NEW YORK CITY-A recent Lehman Brothers report on retail softlines noted that the holiday season didn’t get off to a stellar start, with several major chains dragging in terms of sales. But there were a few exceptions: “Sales in November for our softline universe were weaker-than-expected across the board, with the exception of Ross Stores and American Eagle Outfitters,” says the report, which was authored by analyst Jeff Black of the firm’s New York office.

California-based Ross Stores, in Black’s estimation, did well in its November comps by not doing as badly as expected, posting a 2% comparable store sales decrease versus the analyst’s projection for a decline of 3%. “We’re encouraged that things are this good when the environment is this bad,” the report says of Ross, which currently operates 588 stores, mostly in community and strip centers. “Importantly, the near term is improving in terms of product availability. Ross Stores may be able to take advantage of buying opportunities presented from the weakness in November sales.”

As for American Eagle, the report noted that, among other things, selling over Thanksgiving weekend was robust, with comps up in the high 20s over both Friday and Saturday, and that the retailer exhibited broad-based strength across most merchandise categories and all geographic regions. All together, the November comp numbers for the Pennsylvania clothier, which operates more than 1,000 stores in the United States and Canada, came in at 22.7% higher than the previous year, ahead of expectations.

By contrast, November sales were soft for the balance of the stores in Lehman’s softline “universe,” which also includes Abercrombie & Fitch, the Gap, Urban Outfitters, the Children’s Place, Burlington Coat Factory, and TJ Maxx. For example, Abercrombie & Fitch scored a 2% overall increase in comps compared with last November, lower than expectations, but still better than last year’s decrease of 13% in the same month. Black noted that the Ohio-based retailer was led by its Hollister stores, which saw an increase of 13% over last year.

The Gap’s results were also disappointing, with the company’s comp store sales for November decreasing 4%, compared with a 6% increase in November 2003, but the report was nevertheless somewhat optimistic. “The company reported that the adult and baby divisions were performing better than kids, and we think that the domestic chain is finally starting to show signs of stability,” it says.

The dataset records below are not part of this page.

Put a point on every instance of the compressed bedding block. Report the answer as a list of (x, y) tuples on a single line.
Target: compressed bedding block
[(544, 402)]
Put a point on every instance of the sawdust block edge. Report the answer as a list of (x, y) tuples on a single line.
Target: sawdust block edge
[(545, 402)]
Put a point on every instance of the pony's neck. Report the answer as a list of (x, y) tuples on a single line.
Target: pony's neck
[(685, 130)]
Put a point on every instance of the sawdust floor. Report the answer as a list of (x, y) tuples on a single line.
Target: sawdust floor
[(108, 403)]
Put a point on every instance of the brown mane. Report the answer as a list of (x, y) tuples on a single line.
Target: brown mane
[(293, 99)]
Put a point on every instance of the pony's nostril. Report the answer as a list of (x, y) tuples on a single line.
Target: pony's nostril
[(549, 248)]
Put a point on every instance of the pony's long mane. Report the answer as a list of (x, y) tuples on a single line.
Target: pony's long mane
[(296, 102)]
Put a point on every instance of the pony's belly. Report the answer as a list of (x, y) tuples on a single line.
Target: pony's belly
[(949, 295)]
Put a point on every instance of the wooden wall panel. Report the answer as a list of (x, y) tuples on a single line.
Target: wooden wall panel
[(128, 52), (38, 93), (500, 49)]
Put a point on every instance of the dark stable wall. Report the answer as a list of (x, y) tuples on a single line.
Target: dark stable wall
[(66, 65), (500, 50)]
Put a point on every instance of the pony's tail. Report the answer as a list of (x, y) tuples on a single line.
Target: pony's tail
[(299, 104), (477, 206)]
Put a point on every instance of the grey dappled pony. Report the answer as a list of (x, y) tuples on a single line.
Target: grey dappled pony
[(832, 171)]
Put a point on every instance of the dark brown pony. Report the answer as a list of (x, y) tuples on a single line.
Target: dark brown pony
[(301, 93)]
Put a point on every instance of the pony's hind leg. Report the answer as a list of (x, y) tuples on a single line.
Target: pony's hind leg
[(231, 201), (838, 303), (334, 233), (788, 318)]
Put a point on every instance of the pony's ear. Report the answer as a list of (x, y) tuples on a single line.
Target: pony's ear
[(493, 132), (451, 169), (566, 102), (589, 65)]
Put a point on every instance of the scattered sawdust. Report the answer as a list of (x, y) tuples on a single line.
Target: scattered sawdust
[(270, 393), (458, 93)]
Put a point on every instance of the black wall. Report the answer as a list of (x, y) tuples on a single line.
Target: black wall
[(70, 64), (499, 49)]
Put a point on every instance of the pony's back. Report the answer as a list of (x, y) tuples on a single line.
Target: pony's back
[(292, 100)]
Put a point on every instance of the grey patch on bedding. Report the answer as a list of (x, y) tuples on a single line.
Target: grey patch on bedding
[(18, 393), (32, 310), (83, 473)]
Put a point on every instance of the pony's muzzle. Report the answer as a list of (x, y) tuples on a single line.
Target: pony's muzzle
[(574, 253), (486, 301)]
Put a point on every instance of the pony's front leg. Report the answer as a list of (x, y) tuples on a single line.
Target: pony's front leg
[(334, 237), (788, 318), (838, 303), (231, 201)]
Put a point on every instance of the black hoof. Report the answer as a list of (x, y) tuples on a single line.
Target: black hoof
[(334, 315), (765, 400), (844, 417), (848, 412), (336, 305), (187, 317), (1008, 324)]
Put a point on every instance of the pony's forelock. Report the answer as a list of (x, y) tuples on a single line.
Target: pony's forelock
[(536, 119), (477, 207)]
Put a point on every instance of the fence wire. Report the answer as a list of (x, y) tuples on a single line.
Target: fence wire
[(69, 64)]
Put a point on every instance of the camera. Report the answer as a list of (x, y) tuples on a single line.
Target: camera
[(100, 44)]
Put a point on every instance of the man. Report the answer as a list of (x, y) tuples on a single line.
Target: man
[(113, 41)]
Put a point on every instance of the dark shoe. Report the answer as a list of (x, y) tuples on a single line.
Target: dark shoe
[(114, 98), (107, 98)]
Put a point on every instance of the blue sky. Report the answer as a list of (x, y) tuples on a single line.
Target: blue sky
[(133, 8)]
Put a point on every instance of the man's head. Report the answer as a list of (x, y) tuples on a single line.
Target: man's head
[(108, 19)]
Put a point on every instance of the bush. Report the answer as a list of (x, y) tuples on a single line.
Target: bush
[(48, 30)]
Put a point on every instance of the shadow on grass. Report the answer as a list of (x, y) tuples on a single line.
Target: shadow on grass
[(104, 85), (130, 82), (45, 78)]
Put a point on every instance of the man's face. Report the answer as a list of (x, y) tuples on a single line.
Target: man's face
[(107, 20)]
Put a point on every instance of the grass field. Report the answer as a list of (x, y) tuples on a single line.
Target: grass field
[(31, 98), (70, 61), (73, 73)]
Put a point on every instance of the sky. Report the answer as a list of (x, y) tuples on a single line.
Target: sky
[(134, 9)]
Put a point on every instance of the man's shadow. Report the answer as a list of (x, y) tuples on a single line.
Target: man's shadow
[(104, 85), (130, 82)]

Looking ahead, the report says that December sales ought to be stronger, but on the other hand, gross margins will weaken as the industry shifts into a more promotional stance. Certainly the Gap is eying accelerated promotions as the holiday season continues. “Although customer response to holiday merchandise in October was initially promising, demand slowed in November,” said Sabrina Simmons, SVP of the retailer. “As customers head into the peak holiday shopping period, we are closely managing our holiday promotions to offer compelling value.”